Unless they're on a power trip
She thought she had the right as an AUTHOR who could use CFADM power and not worry too much about the fact other staff and board members were already telling her to slow down. Let's not rewrite history so soon, please.
In the case of the second deletion, you are probably right, Mary, but not in the case of the removal of her own items. Let's not re-write history so soon, please.
She couldn't delete HER items as the author. She had to invoke superuser power to get the job done. If she hadn't been in meltdown mode I suspect she would have asked herself why that was necessary. Valerie herself has stated she just wanted them gone. Not much else mattered. Of course, the only way to prove that is to republish responses she has since scribbled. Would that be okay for me to do?

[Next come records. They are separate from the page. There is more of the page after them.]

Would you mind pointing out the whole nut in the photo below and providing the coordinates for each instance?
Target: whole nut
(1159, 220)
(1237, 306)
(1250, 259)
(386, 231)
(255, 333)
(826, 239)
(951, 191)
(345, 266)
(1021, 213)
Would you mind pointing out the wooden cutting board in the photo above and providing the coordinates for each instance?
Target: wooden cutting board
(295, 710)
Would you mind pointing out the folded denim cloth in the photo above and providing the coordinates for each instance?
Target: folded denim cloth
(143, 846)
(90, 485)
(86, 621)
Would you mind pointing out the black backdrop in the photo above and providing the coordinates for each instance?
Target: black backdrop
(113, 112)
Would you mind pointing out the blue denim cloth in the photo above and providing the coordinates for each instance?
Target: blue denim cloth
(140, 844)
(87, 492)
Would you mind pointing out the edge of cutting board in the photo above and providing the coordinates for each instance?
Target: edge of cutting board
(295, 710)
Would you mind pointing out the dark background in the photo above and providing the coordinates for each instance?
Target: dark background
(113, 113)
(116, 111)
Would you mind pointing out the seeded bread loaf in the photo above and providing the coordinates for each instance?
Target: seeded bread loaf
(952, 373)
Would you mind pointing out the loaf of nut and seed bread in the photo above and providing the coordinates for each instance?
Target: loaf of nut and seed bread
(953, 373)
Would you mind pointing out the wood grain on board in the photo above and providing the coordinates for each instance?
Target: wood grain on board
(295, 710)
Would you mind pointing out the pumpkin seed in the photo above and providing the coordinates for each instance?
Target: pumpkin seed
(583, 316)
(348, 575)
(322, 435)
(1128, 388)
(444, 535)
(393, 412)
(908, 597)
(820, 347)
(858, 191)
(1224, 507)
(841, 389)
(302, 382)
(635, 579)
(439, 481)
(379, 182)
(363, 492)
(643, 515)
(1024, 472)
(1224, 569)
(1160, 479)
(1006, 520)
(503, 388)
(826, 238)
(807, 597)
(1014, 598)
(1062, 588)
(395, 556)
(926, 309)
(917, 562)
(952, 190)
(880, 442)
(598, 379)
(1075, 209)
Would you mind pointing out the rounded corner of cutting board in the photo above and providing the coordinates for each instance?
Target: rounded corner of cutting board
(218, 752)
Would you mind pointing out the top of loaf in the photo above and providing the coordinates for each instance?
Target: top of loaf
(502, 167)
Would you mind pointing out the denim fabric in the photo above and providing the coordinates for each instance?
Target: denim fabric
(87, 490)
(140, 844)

At least two staff members and two board members have expressed strong objections to this proposal. While I still feel it's important that Grex set a formal policy on this issue, because I think without it, we're doomed to another repeat of this whole scandal, I'm a bit hesitant to do something that would push Grex in a direction that the staff doesn't want to deal with. The last thing I want to be accused of is contributing to staff member turnover. So at this point I'm reconsidering whether to bring this to a vote. I haven't made a decision yet.
Staff member turnover isn't always a bad thing.

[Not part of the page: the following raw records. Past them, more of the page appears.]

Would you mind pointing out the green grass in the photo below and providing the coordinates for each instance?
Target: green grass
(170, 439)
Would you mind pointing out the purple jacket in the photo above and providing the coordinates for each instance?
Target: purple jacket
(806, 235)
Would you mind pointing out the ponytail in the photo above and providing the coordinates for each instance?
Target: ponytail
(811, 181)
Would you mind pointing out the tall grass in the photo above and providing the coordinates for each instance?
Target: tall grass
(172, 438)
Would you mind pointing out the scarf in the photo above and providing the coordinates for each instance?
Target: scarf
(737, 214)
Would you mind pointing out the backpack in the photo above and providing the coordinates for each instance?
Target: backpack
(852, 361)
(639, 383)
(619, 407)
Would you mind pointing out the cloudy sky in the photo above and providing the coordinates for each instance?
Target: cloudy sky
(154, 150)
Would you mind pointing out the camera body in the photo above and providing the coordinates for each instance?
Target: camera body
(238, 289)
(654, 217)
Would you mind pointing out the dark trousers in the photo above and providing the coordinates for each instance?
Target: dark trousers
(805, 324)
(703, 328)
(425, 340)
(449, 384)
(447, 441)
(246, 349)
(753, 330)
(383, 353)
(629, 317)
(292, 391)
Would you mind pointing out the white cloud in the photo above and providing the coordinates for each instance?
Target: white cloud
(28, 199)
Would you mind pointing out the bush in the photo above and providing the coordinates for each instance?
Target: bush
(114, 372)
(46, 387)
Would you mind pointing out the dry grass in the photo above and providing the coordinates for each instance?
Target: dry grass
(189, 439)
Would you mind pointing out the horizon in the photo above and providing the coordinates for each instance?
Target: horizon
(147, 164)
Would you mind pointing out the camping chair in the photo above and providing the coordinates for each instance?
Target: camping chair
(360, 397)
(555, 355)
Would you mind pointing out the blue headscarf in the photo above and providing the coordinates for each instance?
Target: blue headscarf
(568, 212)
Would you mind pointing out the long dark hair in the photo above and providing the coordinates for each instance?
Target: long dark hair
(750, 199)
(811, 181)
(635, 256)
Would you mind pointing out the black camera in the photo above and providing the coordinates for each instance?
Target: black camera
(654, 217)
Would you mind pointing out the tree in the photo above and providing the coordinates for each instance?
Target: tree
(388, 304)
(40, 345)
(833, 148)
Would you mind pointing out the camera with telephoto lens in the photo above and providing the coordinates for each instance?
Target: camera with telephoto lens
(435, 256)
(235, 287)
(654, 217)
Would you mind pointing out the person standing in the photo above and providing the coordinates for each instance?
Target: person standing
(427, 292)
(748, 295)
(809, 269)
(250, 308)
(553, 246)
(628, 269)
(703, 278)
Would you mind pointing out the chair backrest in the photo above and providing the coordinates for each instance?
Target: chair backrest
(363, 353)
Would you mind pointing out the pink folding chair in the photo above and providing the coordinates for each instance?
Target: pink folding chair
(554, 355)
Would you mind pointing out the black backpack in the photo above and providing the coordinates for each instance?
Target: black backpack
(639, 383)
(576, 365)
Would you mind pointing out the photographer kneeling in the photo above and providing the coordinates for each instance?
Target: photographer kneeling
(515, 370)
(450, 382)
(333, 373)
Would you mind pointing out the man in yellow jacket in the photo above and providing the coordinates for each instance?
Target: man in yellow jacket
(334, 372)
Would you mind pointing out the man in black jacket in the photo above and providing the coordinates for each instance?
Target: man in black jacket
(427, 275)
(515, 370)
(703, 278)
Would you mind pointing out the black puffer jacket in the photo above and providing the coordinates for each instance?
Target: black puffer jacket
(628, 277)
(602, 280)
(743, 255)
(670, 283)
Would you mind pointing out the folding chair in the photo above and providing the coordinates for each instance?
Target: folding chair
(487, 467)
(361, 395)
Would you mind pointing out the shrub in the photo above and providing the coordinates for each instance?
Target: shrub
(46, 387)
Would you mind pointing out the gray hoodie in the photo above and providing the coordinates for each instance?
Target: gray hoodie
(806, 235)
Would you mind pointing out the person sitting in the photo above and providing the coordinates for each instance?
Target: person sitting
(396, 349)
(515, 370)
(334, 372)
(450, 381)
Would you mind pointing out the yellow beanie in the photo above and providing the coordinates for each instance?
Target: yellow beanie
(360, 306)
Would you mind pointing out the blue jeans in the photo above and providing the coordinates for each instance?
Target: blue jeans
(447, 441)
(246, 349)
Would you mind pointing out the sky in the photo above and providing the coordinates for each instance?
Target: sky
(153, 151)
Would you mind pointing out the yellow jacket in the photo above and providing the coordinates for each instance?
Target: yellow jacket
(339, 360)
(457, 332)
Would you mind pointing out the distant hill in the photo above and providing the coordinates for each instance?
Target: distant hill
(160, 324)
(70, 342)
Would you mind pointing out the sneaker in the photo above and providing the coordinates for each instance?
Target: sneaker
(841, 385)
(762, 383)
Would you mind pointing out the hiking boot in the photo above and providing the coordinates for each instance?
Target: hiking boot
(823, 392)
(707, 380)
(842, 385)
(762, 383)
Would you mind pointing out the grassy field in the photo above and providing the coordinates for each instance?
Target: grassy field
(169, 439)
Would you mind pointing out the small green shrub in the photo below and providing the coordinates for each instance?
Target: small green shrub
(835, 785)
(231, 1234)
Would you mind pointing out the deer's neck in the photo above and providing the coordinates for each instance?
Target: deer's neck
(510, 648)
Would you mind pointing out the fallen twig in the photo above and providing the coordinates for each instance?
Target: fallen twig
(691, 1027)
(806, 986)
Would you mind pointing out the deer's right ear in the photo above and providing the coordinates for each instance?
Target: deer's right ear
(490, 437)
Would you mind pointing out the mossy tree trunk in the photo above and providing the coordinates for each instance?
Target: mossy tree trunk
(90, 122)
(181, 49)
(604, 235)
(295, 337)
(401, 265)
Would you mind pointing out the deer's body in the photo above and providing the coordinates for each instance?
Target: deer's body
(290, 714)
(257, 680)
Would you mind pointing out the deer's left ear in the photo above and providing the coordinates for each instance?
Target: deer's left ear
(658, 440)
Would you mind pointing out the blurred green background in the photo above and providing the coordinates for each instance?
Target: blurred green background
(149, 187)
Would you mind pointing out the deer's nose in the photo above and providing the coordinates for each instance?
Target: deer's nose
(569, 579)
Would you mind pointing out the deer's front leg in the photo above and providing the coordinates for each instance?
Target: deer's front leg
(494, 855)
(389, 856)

My 2 cents, David. Don't. What happened here with Valerie was an isolated, rogue event. I suspect we could go on for a very long time before the personalities and events would come together in such a way as to provoke a similiar episode. Staff doesn't need more rules. I'd vote any such motion down.
mary: valerie was not "freaking out" when she deleted those baby diary items. Or at least, all the evidence points to the contrary of that being true
I agree with what Mary said.
I agree with what aruba said, but disagree with what Mary said.
Would anyone want to give authors of items the option to delete the item IF they stated in 0 that they might do so? In other words, people could post items that might be deleted later, but only if they gave notice to start with.
It just bothers me that valerie apparently broke no rules by doing what she did. I don't really like the fact that staff can do things like that on a whim. I guess it's "there oughtta be a law" syndrome.
Not quite, David. More, it's unclear as to whether rules would have made a difference in Valerie's actions. I think Grex needs to move on. Joe is looking for a way users can make system policy, giving item authors guidance on what they can and can't do. This makes more sense to me than putting handcuffs on staff.
I'm withdrawing this proposal. gelinas has entered one in item:111 that would accomplish basically the same thing, and has the following advantages: - It's more elegantly worded, and clearer, thanks to approaching the problem from a slightly different angle. - It doesn't explicitly put limits on staff, and gelinas himself is a staff member. This avoids the appearance of ordinary members dictating restrictions on staff, something that was a source of strong opposition to my proposal. Politically, it's more carefully crafted. Further discussion should probably shift to item:111.